Cue this preview for The Missing Pieces, which is exclusive to the new release. Now, the following may not be particularly exciting or indeed mean anything much to non-fans of the series, but I remember in the early days of internet coming upon a newsgroup FAQ of Twin Peaks, and that FAQ outlined the many, many scenes that had been cut from Lynch’s follow-up/prequel to the series, Fire Walk With Me. When the film came out, many fans complained that there wasn’t enough of, well, Twin Peaks in it: many series favourites were relegated to mere cameo appearances, if indeed they were in Fire Walk With Me at all. The Missing Pieces doesn’t completely remedy that, but it comes close: it consists of 90 minutes of deleted and alternate scenes from the film, edited by the mad man himself.
If anyone had asked me a month ago if I was excited for the show’s Blu-ray release, I would have found it difficult to muster more than a profound “Meh.” I like the series, but with more than twenty years since it originally came out (and with absolutely packed DVD/Blu-ray shelves covering 1 1/2 walls of our living room), I thought that I’m absolutely okay with what I have on DVD. And then came the preview video, and it hit me right in the talking log. The circle of sycamores. Leland Palmer stomping through his living room like an ogre. The Little Man jiving it up. Agent Dale Cooper blowing someone (his eternally unseen assistant Diane, perhaps?) a kiss.

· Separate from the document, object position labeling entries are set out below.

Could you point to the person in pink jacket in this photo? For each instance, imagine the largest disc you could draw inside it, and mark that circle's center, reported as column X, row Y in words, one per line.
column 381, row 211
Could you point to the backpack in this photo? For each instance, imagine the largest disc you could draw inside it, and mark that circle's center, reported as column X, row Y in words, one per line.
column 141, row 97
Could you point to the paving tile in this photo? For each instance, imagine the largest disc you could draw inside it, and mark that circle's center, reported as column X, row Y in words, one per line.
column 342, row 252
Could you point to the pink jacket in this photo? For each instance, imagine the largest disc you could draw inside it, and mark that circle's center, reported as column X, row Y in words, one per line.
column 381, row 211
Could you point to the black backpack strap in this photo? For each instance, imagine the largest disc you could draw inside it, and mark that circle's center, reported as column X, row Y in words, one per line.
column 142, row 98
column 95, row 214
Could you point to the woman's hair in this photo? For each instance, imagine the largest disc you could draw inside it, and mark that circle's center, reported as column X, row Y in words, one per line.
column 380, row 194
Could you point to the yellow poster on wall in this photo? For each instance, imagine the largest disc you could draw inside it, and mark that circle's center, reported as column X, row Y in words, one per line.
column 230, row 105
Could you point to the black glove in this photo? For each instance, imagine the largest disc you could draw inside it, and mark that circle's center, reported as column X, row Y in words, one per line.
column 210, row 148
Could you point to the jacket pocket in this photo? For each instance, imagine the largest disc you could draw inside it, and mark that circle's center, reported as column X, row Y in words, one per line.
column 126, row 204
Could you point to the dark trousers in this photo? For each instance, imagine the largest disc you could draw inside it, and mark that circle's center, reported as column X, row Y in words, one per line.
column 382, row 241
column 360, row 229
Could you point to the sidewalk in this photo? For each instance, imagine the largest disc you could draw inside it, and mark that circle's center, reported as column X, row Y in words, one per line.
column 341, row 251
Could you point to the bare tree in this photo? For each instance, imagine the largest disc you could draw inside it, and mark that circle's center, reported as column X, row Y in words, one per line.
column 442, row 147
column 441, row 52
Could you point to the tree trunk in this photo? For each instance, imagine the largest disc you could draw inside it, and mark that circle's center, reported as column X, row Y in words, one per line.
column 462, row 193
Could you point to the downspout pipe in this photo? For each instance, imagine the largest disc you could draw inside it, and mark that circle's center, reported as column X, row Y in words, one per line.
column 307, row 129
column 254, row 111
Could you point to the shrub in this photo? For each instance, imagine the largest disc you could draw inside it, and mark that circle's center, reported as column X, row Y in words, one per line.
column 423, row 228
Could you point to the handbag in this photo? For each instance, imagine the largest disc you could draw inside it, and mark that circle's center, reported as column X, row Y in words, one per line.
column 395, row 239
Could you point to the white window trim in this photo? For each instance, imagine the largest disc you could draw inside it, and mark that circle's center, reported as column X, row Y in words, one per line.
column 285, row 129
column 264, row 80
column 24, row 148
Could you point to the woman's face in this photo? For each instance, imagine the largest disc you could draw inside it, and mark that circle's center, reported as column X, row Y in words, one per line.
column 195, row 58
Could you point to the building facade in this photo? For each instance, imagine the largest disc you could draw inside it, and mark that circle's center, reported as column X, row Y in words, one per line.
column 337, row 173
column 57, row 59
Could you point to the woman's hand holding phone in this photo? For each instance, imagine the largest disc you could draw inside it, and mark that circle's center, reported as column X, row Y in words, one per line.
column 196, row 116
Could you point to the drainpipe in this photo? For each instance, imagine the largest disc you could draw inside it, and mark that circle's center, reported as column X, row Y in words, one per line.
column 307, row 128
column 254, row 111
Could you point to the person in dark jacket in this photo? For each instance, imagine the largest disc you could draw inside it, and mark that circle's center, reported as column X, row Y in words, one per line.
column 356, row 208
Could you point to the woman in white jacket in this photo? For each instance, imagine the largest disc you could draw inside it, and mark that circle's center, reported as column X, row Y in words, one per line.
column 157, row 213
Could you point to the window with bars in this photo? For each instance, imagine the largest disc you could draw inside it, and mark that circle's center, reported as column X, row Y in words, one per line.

The funny thing is, there are things about Twin Peaks that is deeply iffy, first and foremost the acting. Some of it works in that stylised, surreal way that Lynch’s characters have. Some of it is middling at best. And some of it is downright painful. Yet somehow, to Pavlovian me, that doesn’t even matter so much, and that is probably exemplified best by Laura Palmer. When the series came out and I first watched it in my late teens, was I in love with poor, doomed Laura? Quite possibly a bit, as much as one can be in love with a character who is dead by the time the series begins. Not for me the lure of sexy Audrey Horne, the all-American beauty of Shelly Johnson or the more mature charms of Norma Jennings: no, for me it was all about the girl wrapped in plastic – which may explain a thing or two about my romantic history.
I don’t know what exactly I’m expecting from The Missing Pieces, and it’s unlikely the added pixels will reveal anything more about what exactly Bob is or what fate has in store for Agent Dale Cooper. Twin Peaks, even in HD, is the opposite of high definition: it gets blurrier the closer you look at it… but in the static, you may just see the sycamores swaying in the wind. And you may just see me in the branches that blow.